Unfortunately, many national datasets in the U.S. do not include data on Puerto Rico and other American territories. Therefore, we often need to filter out these territories and ensure that each row corresponds with a valid entry for the 50 states and Washington, D.C. The below code filters the dataset, checks that the appropriate rows were dropped, and then asserts that each row has a corresponding state value.

In [None]:
# Filtering out U.S. territories that are not recognized states and are not needed for our analysis
# Puerto Rico, American Samoa, Guam, Northern Mariana Islands, United States Minor Outlying Islands
not_states = {"MP", "AS", "GU", "PR", "UM", "VI"}

# create regex pattern for checking
pattern = "|".join(not_states)
invalid_counties = raw[raw["STATE"].str.contains(pattern, na=False)].shape[0]

filtered_df = raw[~raw["STATE"].isin(not_states)]

# Asserting that the rows were dropped
assert len(filtered_df) == raw_coln - invalid_counties

# assert that there every field has a state associated with it
state_abbr = {
    "AL",  # Alabama
    "AK",  # Alaska
    "AZ",  # Arizona
    "AR",  # Arkansas
    "CA",  # California
    "CO",  # Colorado
    "CT",  # Connecticut
    "DE",  # Delaware
    "DC",  # Washington, DC
    "FL",  # Florida
    "GA",  # Georgia
    "HI",  # Hawaii
    "ID",  # Idaho
    "IL",  # Illinois
    "IN",  # Indiana
    "IA",  # Iowa
    "KS",  # Kansas
    "KY",  # Kentucky
    "LA",  # Louisiana
    "ME",  # Maine
    "MD",  # Maryland
    "MA",  # Massachusetts
    "MI",  # Michigan
    "MN",  # Minnesota
    "MS",  # Mississippi
    "MO",  # Missouri
    "MT",  # Montana
    "NE",  # Nebraska
    "NV",  # Nevada
    "NH",  # New Hampshire
    "NJ",  # New Jersey
    "NM",  # New Mexico
    "NY",  # New York
    "NC",  # North Carolina
    "ND",  # North Dakota
    "OH",  # Ohio
    "OK",  # Oklahoma
    "OR",  # Oregon
    "PA",  # Pennsylvania
    "RI",  # Rhode Island
    "SC",  # South Carolina
    "SD",  # South Dakota
    "TN",  # Tennessee
    "TX",  # Texas
    "UT",  # Utah
    "VT",  # Vermont
    "VA",  # Virginia
    "WA",  # Washington
    "WV",  # West Virginia
    "WI",  # Wisconsin
    "WY",  # Wyoming
}

# Use a lambda function to check the last two letters
filtered_df["Valid_State"] = filtered_df["countynames_full"].apply(
    lambda county_state: county_state.split(", ")[-1] in state_abbr
)

# Assert that all entries are valid
assert all(
    filtered_df["Valid_State"]
), "Some entries do not have valid state abbreviations."

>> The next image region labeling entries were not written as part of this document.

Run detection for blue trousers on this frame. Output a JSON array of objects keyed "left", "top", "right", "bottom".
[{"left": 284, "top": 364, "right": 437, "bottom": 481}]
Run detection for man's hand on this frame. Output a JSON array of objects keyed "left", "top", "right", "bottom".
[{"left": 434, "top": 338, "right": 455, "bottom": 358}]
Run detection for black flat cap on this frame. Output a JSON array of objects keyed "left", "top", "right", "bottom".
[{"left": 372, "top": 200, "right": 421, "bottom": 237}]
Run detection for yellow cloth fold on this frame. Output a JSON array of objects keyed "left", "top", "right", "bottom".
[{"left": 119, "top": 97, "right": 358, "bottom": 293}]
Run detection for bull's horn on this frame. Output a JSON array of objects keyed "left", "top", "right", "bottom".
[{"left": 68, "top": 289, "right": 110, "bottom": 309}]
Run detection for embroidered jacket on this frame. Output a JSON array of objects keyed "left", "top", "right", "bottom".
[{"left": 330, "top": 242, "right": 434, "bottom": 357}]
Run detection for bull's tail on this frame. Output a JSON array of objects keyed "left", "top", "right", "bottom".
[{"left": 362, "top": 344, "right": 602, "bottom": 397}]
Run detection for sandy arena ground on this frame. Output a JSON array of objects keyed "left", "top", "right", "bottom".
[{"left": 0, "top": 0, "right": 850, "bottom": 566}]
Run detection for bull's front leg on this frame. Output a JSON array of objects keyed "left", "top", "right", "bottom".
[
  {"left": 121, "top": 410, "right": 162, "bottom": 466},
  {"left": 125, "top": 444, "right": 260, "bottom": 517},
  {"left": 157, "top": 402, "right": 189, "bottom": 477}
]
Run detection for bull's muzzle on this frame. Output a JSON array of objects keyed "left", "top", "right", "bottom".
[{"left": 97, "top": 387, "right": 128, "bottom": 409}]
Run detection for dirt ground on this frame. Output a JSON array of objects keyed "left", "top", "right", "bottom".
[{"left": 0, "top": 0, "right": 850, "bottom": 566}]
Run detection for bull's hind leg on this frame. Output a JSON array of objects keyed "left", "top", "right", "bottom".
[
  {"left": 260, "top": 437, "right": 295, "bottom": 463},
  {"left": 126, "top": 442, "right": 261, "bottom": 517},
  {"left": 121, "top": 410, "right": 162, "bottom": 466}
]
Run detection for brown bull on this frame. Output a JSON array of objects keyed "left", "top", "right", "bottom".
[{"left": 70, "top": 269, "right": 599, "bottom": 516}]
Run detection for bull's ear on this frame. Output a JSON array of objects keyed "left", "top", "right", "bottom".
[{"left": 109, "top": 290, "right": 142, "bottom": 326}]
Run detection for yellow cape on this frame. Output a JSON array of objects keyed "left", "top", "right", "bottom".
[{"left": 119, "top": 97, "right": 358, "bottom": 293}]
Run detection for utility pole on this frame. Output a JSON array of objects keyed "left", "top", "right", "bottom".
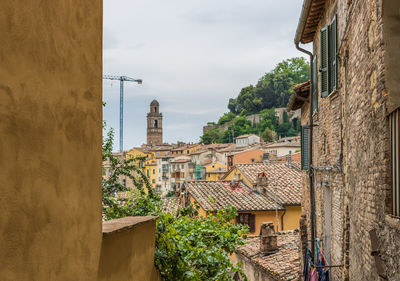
[{"left": 103, "top": 75, "right": 143, "bottom": 152}]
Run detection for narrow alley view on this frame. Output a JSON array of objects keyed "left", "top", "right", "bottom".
[{"left": 0, "top": 0, "right": 400, "bottom": 281}]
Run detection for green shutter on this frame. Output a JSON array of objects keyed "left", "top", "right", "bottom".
[
  {"left": 312, "top": 55, "right": 318, "bottom": 112},
  {"left": 301, "top": 125, "right": 309, "bottom": 170},
  {"left": 328, "top": 16, "right": 337, "bottom": 93},
  {"left": 320, "top": 27, "right": 329, "bottom": 97}
]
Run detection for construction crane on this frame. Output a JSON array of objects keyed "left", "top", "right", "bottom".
[{"left": 103, "top": 75, "right": 143, "bottom": 152}]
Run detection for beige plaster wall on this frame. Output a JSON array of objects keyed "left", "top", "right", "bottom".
[
  {"left": 0, "top": 0, "right": 102, "bottom": 281},
  {"left": 97, "top": 220, "right": 160, "bottom": 281}
]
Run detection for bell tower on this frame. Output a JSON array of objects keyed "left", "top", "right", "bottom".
[{"left": 147, "top": 100, "right": 162, "bottom": 145}]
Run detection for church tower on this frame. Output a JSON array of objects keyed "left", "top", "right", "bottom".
[{"left": 147, "top": 100, "right": 162, "bottom": 145}]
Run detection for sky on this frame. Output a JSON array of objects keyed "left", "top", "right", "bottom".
[{"left": 103, "top": 0, "right": 303, "bottom": 150}]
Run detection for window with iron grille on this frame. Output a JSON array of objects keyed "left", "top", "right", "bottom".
[{"left": 389, "top": 109, "right": 400, "bottom": 217}]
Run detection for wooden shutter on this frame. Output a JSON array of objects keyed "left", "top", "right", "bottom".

A value is trying to be set on a copy of a slice from a DataFrame.
Try using .loc[row_indexer,col_indexer] = value instead

See the caveats in the documentation: https://pandas.pydata.org/pandas-docs/stable/user_guide/indexing.html#returning-a-view-versus-a-copy
  filtered_df["Valid_State"] = filtered_df["countynames_full"].apply(


Finally, we will save the cleaned and filtered crosswalk dataset to a csv file for use in future data manipulation and merging operations. For this example, we will save it locally.

In [None]:
# Saving output to "00 - Resources"
filtered_df.to_csv(
    "fips_xwalk.csv",
    index=False,
)


Finally, we will assert that the file was successfully created.

In [None]:
import os

file_path = 'fips_xwalk.csv'
assert os.path.exists(file_path), "File does not exist."